Bien que la galerie de salopards ne soit guère rassurante, il conviendra de saluer le remarquable
travail d'écriture capable de rendre sympathique la pire des crapules. Qu'il s'agisse d'un détour humoristique (un dentiste n'osant pas mettre ses doigts dans la bouche d'un cannibale), d'une
séquence émotionnellement chargée (un prisonnier lacérant son visage au cutter pour traduire tout son mal-être) ou de l'utilisation d'un langage universel (la sous intrigue du violoniste), tout
est mis en œuvre pour offrir une vision globale de l'être humain, loin du manichéisme primaire. Car dans le fond, tous ces condamnés à des peines diverses ne sont jamais que le reflet sauvage de
la décadence de l'Humanité toute entière. En effet, bien qu'ils soient tous déconnectés du monde extérieur, chacun marque son appartenance à un clan, seul moyen d'exister pour ne pas finir
écraser par les plus forts. Blacks, latinos, mafia sicilienne, gays, musulmans... Autant de mini communautés en proie à de constantes luttes de pouvoir et ne pouvant s'empêcher de se mener la
guerre, souvent par racisme. Oz se présente donc comme une parabole particulièrement pertinente de nos sociétés modernes, les décors de la série ressemblant presque à un laboratoire au
milieu duquel les matons peuvent observer les animaux dans leur cage en verre, comme cet insecte dans un bocal aperçu en début de saison.

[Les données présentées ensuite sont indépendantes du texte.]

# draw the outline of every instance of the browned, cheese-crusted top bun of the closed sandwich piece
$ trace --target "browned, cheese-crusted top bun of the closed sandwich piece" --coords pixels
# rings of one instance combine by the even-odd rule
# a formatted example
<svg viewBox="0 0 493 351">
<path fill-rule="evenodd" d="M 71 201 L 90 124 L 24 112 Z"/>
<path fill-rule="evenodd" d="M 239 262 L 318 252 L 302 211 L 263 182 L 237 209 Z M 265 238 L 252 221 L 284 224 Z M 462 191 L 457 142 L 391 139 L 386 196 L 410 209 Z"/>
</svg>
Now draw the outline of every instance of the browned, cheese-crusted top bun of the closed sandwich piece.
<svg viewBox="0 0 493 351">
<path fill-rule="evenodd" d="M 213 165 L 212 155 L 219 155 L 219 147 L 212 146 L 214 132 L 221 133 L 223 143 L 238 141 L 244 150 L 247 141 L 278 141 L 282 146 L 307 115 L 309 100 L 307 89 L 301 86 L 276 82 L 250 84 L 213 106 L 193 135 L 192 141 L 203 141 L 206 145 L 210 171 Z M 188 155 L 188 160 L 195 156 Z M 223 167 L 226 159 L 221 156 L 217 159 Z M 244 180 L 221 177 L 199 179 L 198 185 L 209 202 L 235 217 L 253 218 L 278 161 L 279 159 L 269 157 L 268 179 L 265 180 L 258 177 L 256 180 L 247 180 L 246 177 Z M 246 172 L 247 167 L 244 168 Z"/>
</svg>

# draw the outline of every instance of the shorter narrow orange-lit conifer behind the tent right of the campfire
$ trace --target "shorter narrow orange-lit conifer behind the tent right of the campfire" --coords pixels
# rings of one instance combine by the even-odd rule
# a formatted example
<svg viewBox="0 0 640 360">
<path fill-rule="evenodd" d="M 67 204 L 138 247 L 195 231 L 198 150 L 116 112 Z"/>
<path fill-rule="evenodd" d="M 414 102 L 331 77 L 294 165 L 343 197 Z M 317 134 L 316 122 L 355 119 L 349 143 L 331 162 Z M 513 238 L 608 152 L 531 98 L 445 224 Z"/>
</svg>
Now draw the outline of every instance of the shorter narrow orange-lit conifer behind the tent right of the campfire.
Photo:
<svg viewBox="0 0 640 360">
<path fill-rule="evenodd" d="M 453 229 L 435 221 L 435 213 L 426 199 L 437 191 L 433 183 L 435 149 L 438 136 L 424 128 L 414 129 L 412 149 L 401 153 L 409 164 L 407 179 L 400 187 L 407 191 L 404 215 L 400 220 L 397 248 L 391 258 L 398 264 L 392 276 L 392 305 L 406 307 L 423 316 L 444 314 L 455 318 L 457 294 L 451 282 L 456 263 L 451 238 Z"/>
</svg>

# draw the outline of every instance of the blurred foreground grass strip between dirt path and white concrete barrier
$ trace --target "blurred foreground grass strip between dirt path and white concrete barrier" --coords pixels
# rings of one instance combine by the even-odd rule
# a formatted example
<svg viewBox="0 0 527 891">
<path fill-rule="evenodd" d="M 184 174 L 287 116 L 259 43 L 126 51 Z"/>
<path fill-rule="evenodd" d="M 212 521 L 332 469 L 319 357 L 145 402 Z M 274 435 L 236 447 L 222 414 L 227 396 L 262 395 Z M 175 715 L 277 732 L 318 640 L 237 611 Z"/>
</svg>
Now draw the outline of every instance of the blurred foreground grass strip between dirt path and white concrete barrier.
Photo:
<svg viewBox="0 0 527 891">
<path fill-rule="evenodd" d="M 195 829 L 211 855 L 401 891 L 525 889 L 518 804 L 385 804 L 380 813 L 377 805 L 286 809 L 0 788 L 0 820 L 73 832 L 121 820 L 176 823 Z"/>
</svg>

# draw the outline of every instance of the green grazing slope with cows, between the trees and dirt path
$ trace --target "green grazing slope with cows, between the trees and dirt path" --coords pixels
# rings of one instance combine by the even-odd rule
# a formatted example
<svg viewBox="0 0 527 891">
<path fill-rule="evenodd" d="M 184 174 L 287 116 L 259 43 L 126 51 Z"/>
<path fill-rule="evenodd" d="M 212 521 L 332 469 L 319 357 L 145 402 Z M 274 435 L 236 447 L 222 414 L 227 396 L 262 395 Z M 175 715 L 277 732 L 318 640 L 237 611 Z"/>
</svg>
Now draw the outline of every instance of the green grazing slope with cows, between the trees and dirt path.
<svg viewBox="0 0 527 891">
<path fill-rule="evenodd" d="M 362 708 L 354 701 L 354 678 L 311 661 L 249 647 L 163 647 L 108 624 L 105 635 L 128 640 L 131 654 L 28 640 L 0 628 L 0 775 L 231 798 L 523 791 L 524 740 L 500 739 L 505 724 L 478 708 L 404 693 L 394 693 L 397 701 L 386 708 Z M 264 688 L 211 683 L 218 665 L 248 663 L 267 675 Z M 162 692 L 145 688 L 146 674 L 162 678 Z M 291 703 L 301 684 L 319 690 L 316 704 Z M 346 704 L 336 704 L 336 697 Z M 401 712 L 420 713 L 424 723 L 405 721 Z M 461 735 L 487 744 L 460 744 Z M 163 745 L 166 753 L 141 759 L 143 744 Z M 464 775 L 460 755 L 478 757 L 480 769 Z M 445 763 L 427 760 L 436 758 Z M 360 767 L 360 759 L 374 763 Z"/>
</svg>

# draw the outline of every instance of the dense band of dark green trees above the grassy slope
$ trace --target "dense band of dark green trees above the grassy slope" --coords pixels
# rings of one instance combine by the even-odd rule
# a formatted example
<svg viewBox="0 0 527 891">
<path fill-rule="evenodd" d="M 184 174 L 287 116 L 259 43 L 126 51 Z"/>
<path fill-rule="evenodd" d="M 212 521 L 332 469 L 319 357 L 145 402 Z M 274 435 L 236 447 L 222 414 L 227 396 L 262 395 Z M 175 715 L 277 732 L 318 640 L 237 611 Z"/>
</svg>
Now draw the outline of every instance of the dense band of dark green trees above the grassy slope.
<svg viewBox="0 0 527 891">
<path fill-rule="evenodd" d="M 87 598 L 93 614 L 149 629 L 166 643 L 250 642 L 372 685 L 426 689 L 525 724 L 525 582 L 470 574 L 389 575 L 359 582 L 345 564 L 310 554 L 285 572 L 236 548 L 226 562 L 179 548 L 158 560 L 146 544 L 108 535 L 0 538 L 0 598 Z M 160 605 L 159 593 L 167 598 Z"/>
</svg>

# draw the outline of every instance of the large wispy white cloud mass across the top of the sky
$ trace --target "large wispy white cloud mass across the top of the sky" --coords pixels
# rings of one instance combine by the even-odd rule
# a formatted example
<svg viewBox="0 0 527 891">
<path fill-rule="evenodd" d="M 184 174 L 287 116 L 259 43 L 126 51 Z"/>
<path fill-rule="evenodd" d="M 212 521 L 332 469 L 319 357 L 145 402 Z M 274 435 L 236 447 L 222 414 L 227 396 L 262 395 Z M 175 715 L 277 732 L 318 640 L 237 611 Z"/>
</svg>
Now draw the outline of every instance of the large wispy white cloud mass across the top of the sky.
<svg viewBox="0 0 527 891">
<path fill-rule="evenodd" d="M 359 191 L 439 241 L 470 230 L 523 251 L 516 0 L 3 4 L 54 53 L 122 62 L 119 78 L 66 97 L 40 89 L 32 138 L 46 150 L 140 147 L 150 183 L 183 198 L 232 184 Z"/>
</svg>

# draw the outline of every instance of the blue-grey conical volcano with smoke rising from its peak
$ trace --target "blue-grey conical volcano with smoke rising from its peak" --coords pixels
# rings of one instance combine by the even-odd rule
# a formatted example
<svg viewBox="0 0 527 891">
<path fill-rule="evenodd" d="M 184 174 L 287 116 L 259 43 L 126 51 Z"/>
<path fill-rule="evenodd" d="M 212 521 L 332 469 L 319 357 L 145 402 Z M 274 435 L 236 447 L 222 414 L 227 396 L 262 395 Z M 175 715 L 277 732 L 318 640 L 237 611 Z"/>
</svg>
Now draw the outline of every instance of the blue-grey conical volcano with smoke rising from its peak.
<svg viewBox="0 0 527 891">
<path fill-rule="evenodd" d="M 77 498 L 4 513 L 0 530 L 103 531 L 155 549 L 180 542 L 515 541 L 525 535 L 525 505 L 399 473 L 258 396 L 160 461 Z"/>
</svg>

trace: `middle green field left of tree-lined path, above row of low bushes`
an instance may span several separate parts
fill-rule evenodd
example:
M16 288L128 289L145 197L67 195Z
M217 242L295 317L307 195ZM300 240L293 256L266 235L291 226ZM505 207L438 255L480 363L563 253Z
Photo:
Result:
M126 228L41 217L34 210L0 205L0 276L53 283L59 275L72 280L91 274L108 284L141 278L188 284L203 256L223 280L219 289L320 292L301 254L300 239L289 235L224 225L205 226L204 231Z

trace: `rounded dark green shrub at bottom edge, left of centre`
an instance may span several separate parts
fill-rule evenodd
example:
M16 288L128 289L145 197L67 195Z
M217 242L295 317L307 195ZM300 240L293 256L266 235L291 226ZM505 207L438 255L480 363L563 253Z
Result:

Ce n'est donc pas simplement à une critique des conditions de vie en milieu carcéral à laquelle le
créateur de la série nous convie mais bien à une étude sociologique de notre époque, en abordant des thèmes aussi vastes que le rôle actif de la drogue dans l'économie (et les rapports de force
que cela implique, les plus puissants la revendent à ceux qui la consomment pour oublier leur misère), la place essentielle de la femme dans un environnement dominé par les hommes ou encore les
guerres de religions. On y trouve même un sous-texte sur l'émancipation des noirs via un troublant parallèle entre Malcom X et le charismatique Kareem Said, personnage ayant lui aussi
changé de nom, refusant de prendre des médicaments en dépit de la maladie qui le ronge et profitant de la prison pour se cultiver. Ce renvoi explicite à celui qui fut le porte-parole de Nation of
Islam oriente la série vers une réflexion sur l'inaccessibilité du rêve américain, Malcom X étant un symbole de l'intégration des noirs capables de réussir autrement que par la musique ou le
sport, symbole mis à mal par l'arrivée d'un basketteur à la carrière brisée.
Véritable tragédie grecque en milieu pénitencier, la première saison de Oz s'achève fort
logiquement sur l'implosion qui guette chaque société tiraillée entre ses luttes de pouvoir et l'assouvissement des besoins égoïstes. Une dégénérescence menant à la rébellion, un effondrement du
système en place et duquel ne pourra naître qu'un nouvel ordre pas bien différent et toujours dirigé par le gouverneur Devlin, véritable Zeus tout puissant interdisant aux hommes de s'élever
au-delà de leur condition pour les maintenir dans leur brutalité crasse. L'Homme restera à jamais un loup pour l'Homme.